Monday, November 01, 2010

Training Day: Monday

More good judo to start the week off. I arrived a little late (again), but I was able to catch some nice trips off of a blocked seoinage type throw. The first trip was just an inside step where you hook your forward foot behind the guy's ankle after turning your body to attempt the hip/shoulder throw. The second trip was specifically off a blocked ippon seoinage, and resembled the ko uchi gari throw.

Actually both trips were ko ouchi gari, I think, with the second being a variation where you grab the leg with the ippon/hooking arm, step behind that leg, and use your shoulder pressure and body weight to drive the guy to the mat.

Both takedown ended up inside the guard, which Prof. Carlos showed us how to step out of and then, switching base and getting a grip under the head, move into half guard or even directly to the pass.

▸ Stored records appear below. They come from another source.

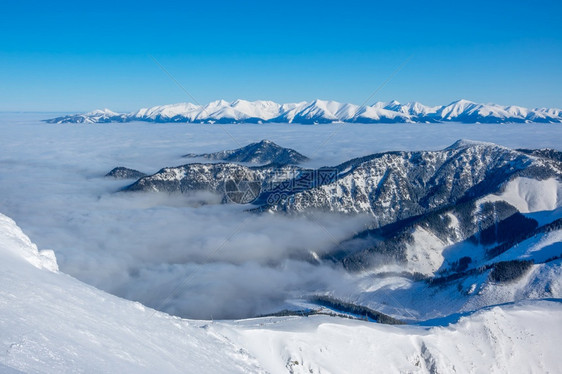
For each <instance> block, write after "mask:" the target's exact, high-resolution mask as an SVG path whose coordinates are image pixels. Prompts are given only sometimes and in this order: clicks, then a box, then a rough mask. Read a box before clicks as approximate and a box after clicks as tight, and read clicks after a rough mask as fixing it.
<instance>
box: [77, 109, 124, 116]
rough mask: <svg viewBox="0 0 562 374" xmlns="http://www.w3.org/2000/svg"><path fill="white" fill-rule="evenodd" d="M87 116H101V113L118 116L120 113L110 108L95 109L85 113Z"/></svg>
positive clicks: (84, 114) (105, 114)
mask: <svg viewBox="0 0 562 374" xmlns="http://www.w3.org/2000/svg"><path fill="white" fill-rule="evenodd" d="M84 115H86V116H100V115H107V116H118V115H119V113H116V112H114V111H112V110H110V109H107V108H105V109H95V110H92V111H91V112H88V113H85V114H84Z"/></svg>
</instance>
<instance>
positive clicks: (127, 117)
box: [47, 100, 562, 124]
mask: <svg viewBox="0 0 562 374" xmlns="http://www.w3.org/2000/svg"><path fill="white" fill-rule="evenodd" d="M130 121H147V122H164V123H165V122H188V123H265V122H272V123H280V122H283V123H301V124H314V123H332V122H349V123H352V122H356V123H400V122H410V123H434V122H462V123H512V122H515V123H524V122H542V123H561V122H562V110H561V109H552V108H535V109H528V108H523V107H519V106H513V105H511V106H502V105H497V104H479V103H474V102H472V101H468V100H457V101H454V102H452V103H450V104H448V105H442V106H426V105H423V104H421V103H418V102H413V103H407V104H401V103H399V102H397V101H391V102H388V103H383V102H377V103H375V104H373V105H371V106H359V105H355V104H349V103H339V102H336V101H326V100H314V101H312V102H300V103H289V104H278V103H275V102H272V101H253V102H251V101H246V100H236V101H233V102H232V103H229V102H227V101H224V100H218V101H214V102H211V103H209V104H207V105H204V106H199V105H195V104H192V103H180V104H170V105H160V106H155V107H152V108H145V109H140V110H138V111H136V112H131V113H115V112H112V111H111V110H109V109H104V110H95V111H93V112H88V113H84V114H73V115H67V116H62V117H57V118H52V119H48V120H47V122H49V123H107V122H130Z"/></svg>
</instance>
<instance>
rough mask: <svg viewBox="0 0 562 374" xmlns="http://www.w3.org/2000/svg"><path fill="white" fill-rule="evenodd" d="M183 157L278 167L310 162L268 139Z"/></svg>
mask: <svg viewBox="0 0 562 374" xmlns="http://www.w3.org/2000/svg"><path fill="white" fill-rule="evenodd" d="M183 157H188V158H206V159H210V160H222V161H229V162H247V163H256V164H264V163H273V164H276V165H289V164H299V163H301V162H304V161H306V160H308V157H306V156H304V155H302V154H300V153H299V152H297V151H295V150H294V149H290V148H284V147H281V146H279V145H277V144H275V143H274V142H272V141H271V140H266V139H264V140H262V141H260V142H257V143H251V144H248V145H247V146H245V147H241V148H238V149H231V150H227V151H220V152H215V153H204V154H194V153H188V154H186V155H184V156H183Z"/></svg>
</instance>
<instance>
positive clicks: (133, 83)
mask: <svg viewBox="0 0 562 374" xmlns="http://www.w3.org/2000/svg"><path fill="white" fill-rule="evenodd" d="M561 14H562V5H561V4H560V2H559V1H533V2H527V1H520V2H517V1H516V2H513V1H510V2H484V1H482V2H481V1H470V2H469V1H466V2H462V3H461V2H458V3H457V2H452V1H424V2H421V1H412V2H407V1H402V2H397V1H395V2H391V1H387V2H380V3H379V2H376V1H364V2H357V1H338V2H335V1H322V2H306V3H302V2H297V1H283V2H253V1H240V2H234V1H228V2H222V1H210V2H183V3H179V2H178V3H175V2H166V1H160V2H148V1H135V2H128V1H125V2H118V1H111V2H109V1H97V2H91V3H90V2H79V1H72V2H66V1H65V2H61V1H53V2H34V1H22V0H20V1H11V0H4V1H3V2H2V5H0V33H1V35H2V38H0V110H3V111H26V110H30V111H85V110H91V109H95V108H102V107H108V108H110V109H113V110H121V111H128V110H134V109H137V108H140V107H145V106H152V105H158V104H168V103H174V102H182V101H192V100H190V99H189V97H187V95H186V94H185V93H184V92H183V91H182V90H181V89H179V88H178V87H177V86H176V84H175V83H174V82H173V81H172V80H171V79H170V78H169V77H168V76H167V75H166V74H165V73H164V72H163V71H162V70H161V69H160V68H159V67H158V65H157V64H155V63H154V61H153V60H152V59H151V58H150V56H153V57H154V58H156V59H157V60H158V61H159V62H160V63H161V64H162V65H163V66H165V67H166V69H167V70H169V71H170V73H171V74H172V75H173V76H174V77H175V78H176V79H177V80H178V81H179V82H181V83H182V85H183V86H184V87H185V88H186V89H187V90H188V91H189V92H190V93H191V94H192V95H193V96H194V97H195V98H196V99H197V101H199V102H200V103H207V102H208V101H211V100H216V99H221V98H222V99H226V100H229V101H230V100H234V99H237V98H243V99H248V100H257V99H267V100H274V101H278V102H292V101H301V100H312V99H315V98H322V99H332V100H338V101H344V102H353V103H357V104H361V103H362V102H363V101H364V100H365V99H366V98H367V97H369V95H370V94H371V93H372V92H373V91H374V90H375V89H376V88H377V87H378V86H379V85H380V84H381V83H382V82H384V81H385V80H386V79H387V78H389V76H391V75H392V73H393V72H394V71H395V70H396V69H397V68H398V67H399V66H400V65H402V64H403V63H404V62H405V61H406V60H408V58H410V57H411V59H410V60H409V61H408V63H407V64H406V65H405V66H404V68H403V69H402V70H400V71H399V72H398V73H397V74H396V76H395V77H394V78H393V79H392V80H391V81H390V82H389V83H388V84H387V85H386V86H385V87H384V88H383V89H381V90H380V91H379V92H378V93H377V95H375V96H374V97H373V99H372V100H371V101H373V102H374V101H388V100H391V99H397V100H399V101H401V102H407V101H421V102H423V103H425V104H431V105H436V104H445V103H448V102H450V101H453V100H456V99H459V98H466V99H470V100H474V101H478V102H495V103H498V104H517V105H523V106H529V107H536V106H548V107H562V89H561V87H562V26H560V25H561V24H562V19H561V18H562V16H561Z"/></svg>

On the ground, we worked on side control transitions to mount, including a knee on belly option. Prof. Carlos likes the Renzo-style, tight side control, with the over/under gable grip, the "shoulder of justice", and both knees in tight against the guy's body. One check to see if you are tight enough is whether your north knee and your north elbow are connecting. If they are, then your side control is solid and ready to go.

The main ideas here were strategies to open up the guy's body for the knee. Specifically, we use the north knee to open up the near-side elbow, which opens up the body for the south knee to slide in. To get from knee on belly to full mount, open up the elbow with your under/over body gable grip and bring your knee to the mat.

Trained with Jessee and Glen to finish things up. Jesse continues to expose my vulnerabilities with the deep half, especially the same triangle that Sauleh, Rodrigo and Prof. Christiano have all attacked me with successfully. I'm going to e-mail Jeff Glover tonight and see if he has any tips on how to avoid the triangle when attacking with his #1 sweeep. But right now I'm thinking of shelving it since it is just leading to trouble whenever I train with someone my level or better. For now, a better option may be to use the deep half as a transition opportunity to switch back to the more familiar and time-tested ground of the regular half.